Speaking Friday in Toronto, Senior Deputy Governor Carolyn Wilkins said the central bank wants a better understanding of options available to policy makers when interest rates are near zero. She cited examples, currently in use in other parts of the world, such as charging banks for deposits, forward guidance and asset purchases.
“We are focusing our research firepower on the monetary policy lessons from the crisis,” Wilkins said in a speech outlining some of the Bank of Canada’s research priorities.
“Research in this area will continue, at the Bank and around the world, because the situation continues to unfold and it will take years to understand all the effects of these innovations.”
The Bank of Canada is set to renew its five-year mandate with the federal government next year, and recent speeches from Governor Stephen Poloz and his deputies have indicated there aren’t likely to be major changes to its 2 percent target.

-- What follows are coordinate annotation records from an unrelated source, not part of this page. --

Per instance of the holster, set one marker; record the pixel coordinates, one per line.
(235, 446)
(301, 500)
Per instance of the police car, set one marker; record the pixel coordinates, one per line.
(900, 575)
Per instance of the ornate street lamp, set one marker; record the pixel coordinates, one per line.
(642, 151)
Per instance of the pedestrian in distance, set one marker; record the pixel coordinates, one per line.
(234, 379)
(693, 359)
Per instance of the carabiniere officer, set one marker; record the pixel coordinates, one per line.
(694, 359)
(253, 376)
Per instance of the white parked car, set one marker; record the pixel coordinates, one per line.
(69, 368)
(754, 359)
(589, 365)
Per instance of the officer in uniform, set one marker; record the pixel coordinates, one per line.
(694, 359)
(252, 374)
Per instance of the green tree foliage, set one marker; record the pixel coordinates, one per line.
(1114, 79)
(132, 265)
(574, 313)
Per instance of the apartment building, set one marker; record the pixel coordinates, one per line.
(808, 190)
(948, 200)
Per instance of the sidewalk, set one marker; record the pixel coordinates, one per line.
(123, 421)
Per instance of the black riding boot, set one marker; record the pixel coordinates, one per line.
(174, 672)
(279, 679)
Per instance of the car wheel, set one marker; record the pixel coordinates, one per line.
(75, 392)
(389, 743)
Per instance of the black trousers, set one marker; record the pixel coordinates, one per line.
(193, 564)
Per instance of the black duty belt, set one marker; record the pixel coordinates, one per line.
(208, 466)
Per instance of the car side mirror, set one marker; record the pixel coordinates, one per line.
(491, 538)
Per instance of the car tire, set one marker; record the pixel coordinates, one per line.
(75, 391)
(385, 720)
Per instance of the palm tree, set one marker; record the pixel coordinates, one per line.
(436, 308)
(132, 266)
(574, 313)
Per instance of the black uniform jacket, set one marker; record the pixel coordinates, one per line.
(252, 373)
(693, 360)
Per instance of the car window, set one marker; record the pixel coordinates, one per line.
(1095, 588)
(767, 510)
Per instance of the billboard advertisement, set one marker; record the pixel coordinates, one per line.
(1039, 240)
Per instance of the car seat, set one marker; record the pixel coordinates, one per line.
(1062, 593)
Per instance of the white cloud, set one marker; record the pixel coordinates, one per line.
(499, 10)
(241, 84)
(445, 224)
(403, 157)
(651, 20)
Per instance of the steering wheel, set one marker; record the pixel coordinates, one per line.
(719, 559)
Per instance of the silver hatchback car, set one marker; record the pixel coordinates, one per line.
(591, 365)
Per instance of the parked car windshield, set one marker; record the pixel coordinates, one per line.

Because potential growth rates are lower since the global crisis, targeting 2 percent inflation means “it’s more likely that policy interest rates will fall to zero than in the past,” Wilkins said.

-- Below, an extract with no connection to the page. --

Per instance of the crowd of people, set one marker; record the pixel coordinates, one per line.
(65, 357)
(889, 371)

“One important challenge for central banks now is that conventional monetary policy is stretched to its limits in some countries, where policy interest rates are at, or below, zero,” she said. “Because of this, a number of countries are using innovative monetary policy measures to return inflation to target.”

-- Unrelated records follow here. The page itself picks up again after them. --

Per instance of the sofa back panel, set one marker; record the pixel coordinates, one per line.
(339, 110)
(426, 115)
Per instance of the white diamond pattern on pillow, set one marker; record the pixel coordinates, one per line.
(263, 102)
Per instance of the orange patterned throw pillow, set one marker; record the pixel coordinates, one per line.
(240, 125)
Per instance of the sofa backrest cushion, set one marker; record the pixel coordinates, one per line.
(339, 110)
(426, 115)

She cited Bank of Canada research released Friday that looked into the global experience of negative interest rates -- where central banks are charging commercial banks for their deposits. The evidence suggests “it’s too early to tell how effective negative rates are at creating additional demand.”
“Remember, only a few years ago, many believed zero was where monetary policy was out of bullets,” Wilkins said. “We now observe that some European countries have tested the limit.”
Evidence also suggests forward guidance can be an effective tool when communicated clearly, and that asset-purchase programs such as those conducted by the Federal Reserve and European Central Bank have successfully “affected yields,” Wilkins said.
Asked after the speech about the limits of quantitative easing, Wilkins said those limits are still being tested in places like Europe.
“I don’t think anybody knows what it is now,” Wilkins, speaking at the University of Toronto’s Rotman School of Management, said in response to a question from the audience.
Central bankers are also grappling with issues of financial system risk that weren’t front of mind before the crisis, Wilkins said, adding the central bank is trying to do a better job of modeling these risks in its analysis.
The inflation targeting mandate itself was an innovation and initially resisted when first considered in the 1980s, Wilkins said.
While the Bank of Canada remains committed to inflation targeting -- and the bar to changing the 2 percent target is high -- policy makers are “also committed to exploring how best to contribute to the Canadian economy in a world that is going through fundamental structural change,” Wilkins said.
“Even though the Bank has had the same mandate for 80 years, we haven’t been afraid to change our paradigm when circumstances demanded it,” Wilkins said.